Einer der Dhyâni-Buddhas wird in der Mitte plaziert, die anderen an den vier Kardinalpunkten des Mandala. Ursprünglich wurde das Mandala auf dem Boden direkt vor einer meditierenden Person konstruiert und somit auf diese hin orientiert. Osten ist dann die Stelle, die dem/der Meditierenden am nächsten ist. Das Mandala setzt sich im Uhrzeigersinn fort und folgt dem Lauf der Sonne. Der Süden ist zur Linken, der Westen ganz oben und der Norden zur Rechten. "Wie die Sonne im Osten aufgeht und den Tag aufdämmern lässt, betritt der/die Praktikzierende das Mandala durch das Tor im Osten durch eben die Tür, vor der er/sie sitzt" (Lama Anagarika Govinda, Insights of a Himalayan Pilgrim (Berkeley: Dharma Publishing, 1991), p. 128).
Das Mandala ist ein gesegneter, heiliger Raum, in dem weder Hindernisse noch Verunreinigungen noch ablenkende Einflüsse existieren. Es unterstützt Meditation und Visualisierung, denn "jedes Mandala entspringt der Wurzel-Silbe bzw. dem bîja-Mantra einer Gottheit. Während der Meditation in bezug auf das einer Gottheit entsprechende Mantra entsteht eine intensive Ausstrahlung von Licht, in der sich das Bild des angerufenen Buddhas verkörpert" (Detlef Ingo Lauf, Secret Doctrines of the Tibetan Books of the Dead, trans. Graham Parkes (Boston: Shambhala, 1989), p. 105).
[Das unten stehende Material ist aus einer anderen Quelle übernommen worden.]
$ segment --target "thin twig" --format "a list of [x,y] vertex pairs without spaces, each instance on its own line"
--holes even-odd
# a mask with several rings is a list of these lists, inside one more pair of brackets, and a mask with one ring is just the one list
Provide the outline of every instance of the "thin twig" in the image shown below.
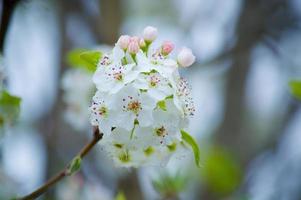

Bei den einzelnen Kreisen, welche die Peripherie des Mandala bilden, handelt es sich um Schutzkreise. Der äußerste Kreis aus Flammen bedeutet das Wissen, das die Unwissenheit zerstört und dabei die Anschauungen in bezug auf die phänomenale Welt, die beim Betreten des Mandala verlassen wird, verbrennend auflöst. Die Flammen bilden auch eine Feuerwand, welche die Unwürdigen daran hindert, den Raum der Mysterien zu betreten. Der mittlere Kreis aus diamantenen Zeptern weist auf die Standhaftigkeit und Zielgerichtetheit eines konzentrierten und unbestechlichen Geistes. Der innere Kreis von Lotosblütenblättern meint die Reinheit des Herzens, welche für eine wirksame, die geistig-spirituelle Schau entfaltende Meditation notwendig ist.
Der innere Teil des Mandala bzw. das Quadrat inmitten des Kreises entspricht einem iniversellen Palast oder Tempel mit vier Toren, die sich nach den vier Richtungen des Raumes hin öffnen. Außerhalb der Palast-Mauern befinden sich günstige und siegreiche, d.h. negative Kräfte überwindende Symbole. In manchen Mandalas ist bei jedem Tor eine Siegesflagge und ein kostbarer (Sonnen-) Schirm dargestellt. Dies sind zwei der acht glücksbringenden Symbole. Sie erinnern an die acht Geschenke, die Gautama Buddha nach seiner Erleuchtung erhalten hat. Die Siegesfahne (das Siegesbanner) symbolisiert den Sieg der Spiritualität und die Überwindung aller möglichen Hindernisse. Der Sonnenschirm symbolisiert die königliche Würde und den Schutz vor allen Dingen, die den Meditierenden im Wege stehen und sie böswillig zu behindern und zu verletzen suchen.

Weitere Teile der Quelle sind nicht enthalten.